I am curling from a page with very ill-formed code. There is a particular snippet of the page I am trying to parse into paragraphs. This input snippet may be divided by <p>
and </p>
or separated by one or more <br>
or <br/>
tags. In cases where there are two <br>
tags after another, I don't want those to be two separate pargaraphs.
My current code I'm trying to parse/display with is
$paragraphs = preg_split('/(<\s*p\s*\/?>)|(<\s*br\s*\/?>)|(\s\s+)|(<\s*\/p\s*\/?>)/', $article, -1, PREG_SPLIT_NO_EMPTY);
$paragraphcount = count($paragraphs);
for($x = 1; $x <= $paragraphcount; $x++ )
{
echo "<p>".$paragraphs[$x-1]."</p>";
}
However, this is not working as expected.
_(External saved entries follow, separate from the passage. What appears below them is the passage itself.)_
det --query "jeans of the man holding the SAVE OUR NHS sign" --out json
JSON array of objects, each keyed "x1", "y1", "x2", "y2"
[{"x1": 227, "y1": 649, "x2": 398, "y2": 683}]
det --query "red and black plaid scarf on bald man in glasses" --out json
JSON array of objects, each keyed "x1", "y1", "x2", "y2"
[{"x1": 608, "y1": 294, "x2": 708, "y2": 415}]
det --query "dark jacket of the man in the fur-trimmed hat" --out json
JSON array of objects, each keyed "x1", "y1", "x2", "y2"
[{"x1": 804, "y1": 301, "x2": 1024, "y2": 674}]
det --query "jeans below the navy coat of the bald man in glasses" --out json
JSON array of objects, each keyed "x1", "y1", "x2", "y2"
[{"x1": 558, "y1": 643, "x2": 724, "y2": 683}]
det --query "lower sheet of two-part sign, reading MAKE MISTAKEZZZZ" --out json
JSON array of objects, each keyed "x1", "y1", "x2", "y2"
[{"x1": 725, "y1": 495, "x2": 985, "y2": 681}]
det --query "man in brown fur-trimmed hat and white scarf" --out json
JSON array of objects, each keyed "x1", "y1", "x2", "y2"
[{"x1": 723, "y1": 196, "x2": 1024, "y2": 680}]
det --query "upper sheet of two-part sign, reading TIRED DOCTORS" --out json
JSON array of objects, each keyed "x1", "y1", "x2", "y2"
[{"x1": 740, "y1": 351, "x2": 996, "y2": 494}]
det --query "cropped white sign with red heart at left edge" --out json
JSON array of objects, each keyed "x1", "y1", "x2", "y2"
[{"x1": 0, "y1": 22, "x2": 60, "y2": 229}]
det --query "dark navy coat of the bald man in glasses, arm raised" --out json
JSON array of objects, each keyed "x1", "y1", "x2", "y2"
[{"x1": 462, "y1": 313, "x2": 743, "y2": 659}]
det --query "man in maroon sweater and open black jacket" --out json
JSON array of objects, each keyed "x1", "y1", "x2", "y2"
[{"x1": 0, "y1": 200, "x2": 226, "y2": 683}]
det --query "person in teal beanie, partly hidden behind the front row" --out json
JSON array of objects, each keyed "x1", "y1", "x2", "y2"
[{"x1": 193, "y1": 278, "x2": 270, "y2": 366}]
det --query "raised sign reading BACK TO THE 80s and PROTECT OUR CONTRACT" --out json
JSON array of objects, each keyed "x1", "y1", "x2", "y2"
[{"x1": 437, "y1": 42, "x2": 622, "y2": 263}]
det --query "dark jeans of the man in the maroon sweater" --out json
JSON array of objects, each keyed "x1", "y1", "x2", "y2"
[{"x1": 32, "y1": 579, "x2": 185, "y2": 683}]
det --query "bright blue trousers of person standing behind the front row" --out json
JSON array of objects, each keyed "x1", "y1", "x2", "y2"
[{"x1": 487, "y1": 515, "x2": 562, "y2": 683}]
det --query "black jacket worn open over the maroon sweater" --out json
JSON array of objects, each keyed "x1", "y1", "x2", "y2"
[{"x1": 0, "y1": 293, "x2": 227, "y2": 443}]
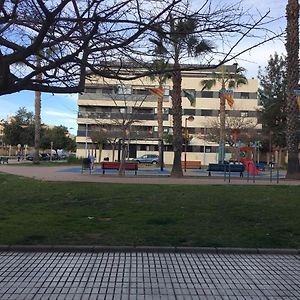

Some different inputs/outputs are as follows:
Input 1: first part </p> <p> second part </p> <p> third part </p> <p> fourth part <br/>
Output 1: <p>first part </p><p> </p><p>second part </p><p> </p><p> third part </p><p> </p><p>fourth part</p><p> </p>
My code is parsing the input into paragraphs; however, it's also adding extra paragraphs containing only a space.
Any help would be appreciated.
Input is UTF-8 if it makes a difference.